The Rooftop Beekeeper: a Scrappy Guide to Keeping Urban Honeybees by Megan Paska with Rachel Wharton
For ambitious homesteaders ready to take the step from vegetable to animal, there are how-to-guides such as The Suburban Chicken and The Rooftop Beekeeper. Both books are well-designed, bright and encouraging, a welcome step away from old-fashioned, tedious instruction manuals. They both include clear sets of techniques without dipping into overly technical writing. The books contain sections on preparation, setup, process and what to do with the honey, wax, eggs and meat that result from investment, work and some luck.
The Urban Homesteading Cookbook: Forage, Farm, Ferment and Feast for a Better World by Michelle Catherine Nelson
Once the food is on the table, the responsible thing to do is to eat it or preserve it. Michelle Catherine Nelson's fascinating cookbook The Urban Homesteading Cookbook, is not for amateurs, but it is aspirational cooking at its best. Nelson blended a PhD in conservation biology and sustainable agriculture with an adventurous palate and created recipes for foraged mushrooms, tree tip tea (from pines and evergreens) and for game, both hunted and gathered, particularly made from invasive species.

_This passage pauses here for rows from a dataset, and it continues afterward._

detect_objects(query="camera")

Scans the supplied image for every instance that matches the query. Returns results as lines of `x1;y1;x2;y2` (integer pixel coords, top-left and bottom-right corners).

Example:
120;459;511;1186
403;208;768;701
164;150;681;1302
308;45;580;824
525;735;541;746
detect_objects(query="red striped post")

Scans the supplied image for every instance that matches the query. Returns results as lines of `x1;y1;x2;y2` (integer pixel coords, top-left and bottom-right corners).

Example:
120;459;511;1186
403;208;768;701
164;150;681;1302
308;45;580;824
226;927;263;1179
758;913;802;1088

Canning for a New Generation: Bold, Fresh Flavors for the Modern Pantry by Liana Krissoff is an updated classic, arranged by season so that the harvest of the whole year is represented. Krissoff's recipes for infused oils, cordials, jams and pickles are innovative and contain flavor combinations that are completely unavailable to purchase at any supermarket.
Waste-Free Kitchen Handbook: A Guide to Living Well and Saving Money by Wasting Less Food by Dana Gunders
Gunders is a scientist who shocks people when she tells them that the average American household "spends $120 per month on food that's never eaten." Throwing away food is a waste of resources as well as money, so in Waste-Free Kitchen Handbook, Gunders gives practical advice about how to identify if a food is actually dangerous to eat, what to do to salvage or repurpose old produce and how to store food so it can be used at a future time. A highly recommended guide for readers looking to reduce the amount of food that goes in the trash each week.
In Animal, Vegetable, Miracle, Barbara Kingsolver says "a lot of us are wishing for a way back home, to the place where care-and-feeding isn’t zookeeper’s duty but something happier and more creative." Nostalgia is certainly a component in the current turn toward homesteading, but there's also the desire to place building blocks for a better future.